Postgresql – How to prevent read replica restarts during high replication lag

aws-aurorapostgresqlreplication

We're running an Aurora PostgreSQL cluster, with a single read replica along with the master node.

Periodically, there is very heavy write load which causes high replication lag. This can cause the read replica to restart which is undesirable for us in a high availability environment. When this happens, clients that are connected to the cluster via the read-only endpoint get this JDBC error: org.postgresql.util.PSQLException: FATAL: the database system is starting up. Additionally, the AWS console shows these peppered throughout the logs:

Read replica has fallen behind the master too much. Restarting postgres.

followed by

DB instance restarted

We can tolerate the read replica being behind by several minutes, but we can't tolerate the read replica restarting to catch up.

Is there a way to prevent the read replica from restarting during these periods?

Alternatively, are there any recommended tweaks for reducing replication lag during periods of heavy write load?

Best Answer

I think this is what they would call "working as designed". It is stated in the documentation for Aurora MySQL (emphasis mine):

The tradeoff with having multiple Aurora Replicas is that replicas become unavailable for brief periods when the underlying database instances are restarted. These restarts can happen during maintenance operations, or when a replica begins to lag too far behind the master. Restarting a replica interrupts existing connections to the corresponding database instance.

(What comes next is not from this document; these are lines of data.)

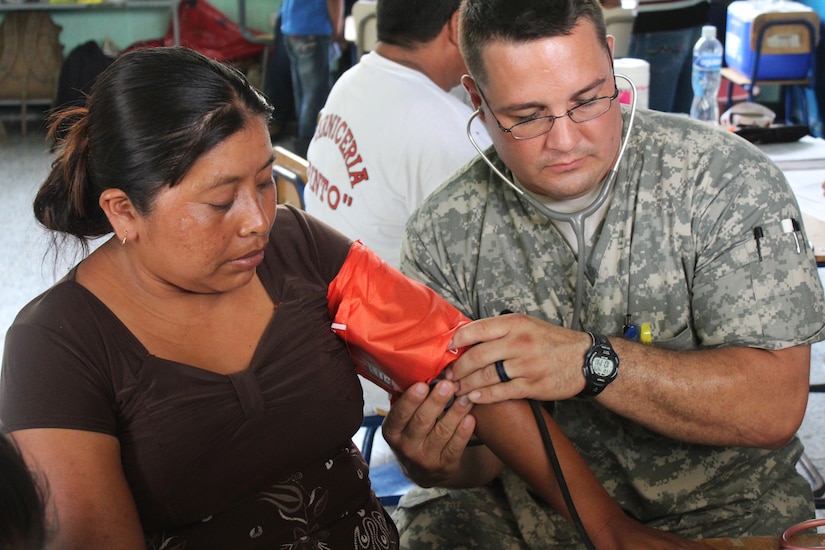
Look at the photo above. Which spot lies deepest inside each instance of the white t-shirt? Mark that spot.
(386, 138)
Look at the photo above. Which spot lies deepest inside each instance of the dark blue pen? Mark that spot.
(758, 234)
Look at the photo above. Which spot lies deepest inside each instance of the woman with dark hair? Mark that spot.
(181, 387)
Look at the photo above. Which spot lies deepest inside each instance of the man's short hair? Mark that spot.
(485, 21)
(407, 23)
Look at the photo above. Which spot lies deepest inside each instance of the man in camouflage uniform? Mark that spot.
(696, 433)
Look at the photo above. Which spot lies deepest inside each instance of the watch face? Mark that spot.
(601, 366)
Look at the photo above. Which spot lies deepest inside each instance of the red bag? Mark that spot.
(397, 330)
(205, 29)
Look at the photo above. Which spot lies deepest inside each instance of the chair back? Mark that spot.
(366, 34)
(619, 23)
(290, 171)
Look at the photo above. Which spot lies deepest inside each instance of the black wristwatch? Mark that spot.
(601, 366)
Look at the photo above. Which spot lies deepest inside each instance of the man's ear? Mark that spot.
(452, 26)
(121, 213)
(472, 90)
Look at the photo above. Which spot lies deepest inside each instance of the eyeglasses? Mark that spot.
(538, 126)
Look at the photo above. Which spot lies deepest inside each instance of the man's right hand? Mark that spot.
(429, 441)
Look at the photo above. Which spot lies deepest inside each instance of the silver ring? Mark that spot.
(502, 374)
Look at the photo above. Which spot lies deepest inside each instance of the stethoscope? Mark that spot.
(577, 218)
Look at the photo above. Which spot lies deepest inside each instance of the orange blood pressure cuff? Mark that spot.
(397, 330)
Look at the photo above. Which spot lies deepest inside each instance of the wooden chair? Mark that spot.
(267, 39)
(290, 171)
(751, 81)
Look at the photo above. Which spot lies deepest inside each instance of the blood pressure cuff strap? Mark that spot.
(397, 330)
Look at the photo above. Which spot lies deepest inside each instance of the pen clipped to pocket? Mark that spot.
(768, 237)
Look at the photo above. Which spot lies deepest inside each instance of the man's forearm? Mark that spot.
(729, 396)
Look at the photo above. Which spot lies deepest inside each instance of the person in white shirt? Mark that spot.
(391, 130)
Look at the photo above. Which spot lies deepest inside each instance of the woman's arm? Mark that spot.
(85, 489)
(510, 430)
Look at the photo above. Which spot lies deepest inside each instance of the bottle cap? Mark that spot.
(709, 31)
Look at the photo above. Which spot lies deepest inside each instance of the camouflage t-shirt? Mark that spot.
(676, 249)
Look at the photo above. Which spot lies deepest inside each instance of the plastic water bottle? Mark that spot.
(707, 69)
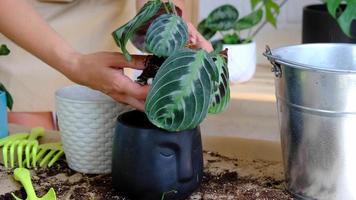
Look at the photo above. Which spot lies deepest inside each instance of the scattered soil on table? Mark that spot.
(224, 179)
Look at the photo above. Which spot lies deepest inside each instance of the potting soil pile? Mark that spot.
(224, 178)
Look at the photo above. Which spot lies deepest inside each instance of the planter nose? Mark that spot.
(185, 172)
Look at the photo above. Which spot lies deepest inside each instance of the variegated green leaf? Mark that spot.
(167, 34)
(221, 93)
(9, 99)
(125, 32)
(347, 17)
(180, 95)
(205, 31)
(222, 18)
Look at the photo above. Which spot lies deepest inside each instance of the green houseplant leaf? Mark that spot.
(125, 32)
(222, 18)
(205, 31)
(9, 100)
(180, 95)
(217, 45)
(167, 34)
(249, 21)
(4, 50)
(346, 18)
(271, 9)
(221, 93)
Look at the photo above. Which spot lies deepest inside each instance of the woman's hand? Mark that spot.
(197, 39)
(104, 71)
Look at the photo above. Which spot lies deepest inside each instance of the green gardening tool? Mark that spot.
(22, 142)
(23, 176)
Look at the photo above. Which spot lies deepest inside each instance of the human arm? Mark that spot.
(102, 71)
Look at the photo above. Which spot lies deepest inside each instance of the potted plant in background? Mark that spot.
(332, 21)
(158, 154)
(237, 34)
(6, 100)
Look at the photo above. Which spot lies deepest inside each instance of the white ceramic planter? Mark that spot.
(241, 61)
(87, 120)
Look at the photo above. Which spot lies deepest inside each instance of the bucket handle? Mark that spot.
(272, 58)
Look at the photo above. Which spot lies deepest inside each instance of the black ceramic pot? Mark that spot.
(149, 162)
(320, 27)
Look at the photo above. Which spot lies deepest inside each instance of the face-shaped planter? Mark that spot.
(149, 162)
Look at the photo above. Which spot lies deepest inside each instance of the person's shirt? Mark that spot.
(85, 24)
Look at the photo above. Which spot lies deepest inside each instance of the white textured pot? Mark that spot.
(87, 120)
(241, 61)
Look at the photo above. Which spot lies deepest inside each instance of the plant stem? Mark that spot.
(265, 22)
(166, 8)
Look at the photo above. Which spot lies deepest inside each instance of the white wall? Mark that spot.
(289, 22)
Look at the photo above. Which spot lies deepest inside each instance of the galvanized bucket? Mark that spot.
(316, 99)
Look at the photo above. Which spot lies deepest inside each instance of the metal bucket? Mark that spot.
(316, 99)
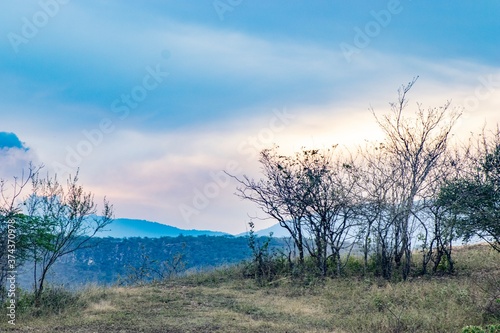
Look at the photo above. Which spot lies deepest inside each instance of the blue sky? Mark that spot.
(152, 99)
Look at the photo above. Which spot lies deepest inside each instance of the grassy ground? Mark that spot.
(222, 301)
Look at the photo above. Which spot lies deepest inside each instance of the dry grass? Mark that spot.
(224, 302)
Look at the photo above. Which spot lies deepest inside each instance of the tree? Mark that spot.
(417, 143)
(309, 194)
(14, 229)
(474, 198)
(66, 221)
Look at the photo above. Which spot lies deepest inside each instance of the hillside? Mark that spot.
(113, 260)
(125, 228)
(223, 301)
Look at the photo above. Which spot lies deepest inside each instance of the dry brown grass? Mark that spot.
(224, 302)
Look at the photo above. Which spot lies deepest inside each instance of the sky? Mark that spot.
(152, 100)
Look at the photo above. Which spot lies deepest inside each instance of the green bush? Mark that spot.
(479, 329)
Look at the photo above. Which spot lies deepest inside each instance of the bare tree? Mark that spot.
(417, 142)
(12, 248)
(68, 220)
(309, 194)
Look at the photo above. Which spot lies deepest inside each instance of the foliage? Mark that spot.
(473, 200)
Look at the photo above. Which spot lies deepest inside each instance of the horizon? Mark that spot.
(152, 101)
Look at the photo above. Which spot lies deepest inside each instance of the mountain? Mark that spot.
(126, 228)
(277, 230)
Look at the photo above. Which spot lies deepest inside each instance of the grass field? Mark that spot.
(223, 301)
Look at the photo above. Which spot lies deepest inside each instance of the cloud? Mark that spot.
(15, 156)
(10, 140)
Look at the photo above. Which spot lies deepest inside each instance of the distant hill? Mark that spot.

The same I expect holds true for Aurora PostgreSQL, because the replication implementation is likely very similar, if not identical.

The reason for this behaviour I believe is explained by the way the changes are propagated from the write instance to the read replicas: the redo records are sent, and the replicas are expected to apply them to the appropriate locally cached pages in the right sequence -- see slide 27 of this presentation.

While the cache update processing should be fast, it can still overwhelm the replica, particularly if it's running on a less capable AWS instance. Once the replica loses track of what cache pages are stale and what aren't, it has no other choice than to start from scratch. I presume the original solution designers elected to use the existing instance startup process for that, instead of developing a new cache invalidation and reload mechanism, especially given that the restart can happen relatively quickly.

In other words, the answer to is there a way to prevent the read replica from restarting seems to be "no".

As to are there any recommended tweaks for reducing replication lag, since the lag depends entirely on the replica's CPU and memory capacity (as no I/O is involved), try scaling up your replica, permanently or at least during these heavy updates.

If you have control over the client application code, you could modify it to handle broken connections more gracefully and retry when needed. If you don't, you could try setting up a proxy (e.g. pgpool) between your clients and the read replica, it might relieve the pain to some extent by proactively testing and reëstablishing connections.

If you find neither of these suggestions workable, you can also contact the AWS support and see if they have any better ideas.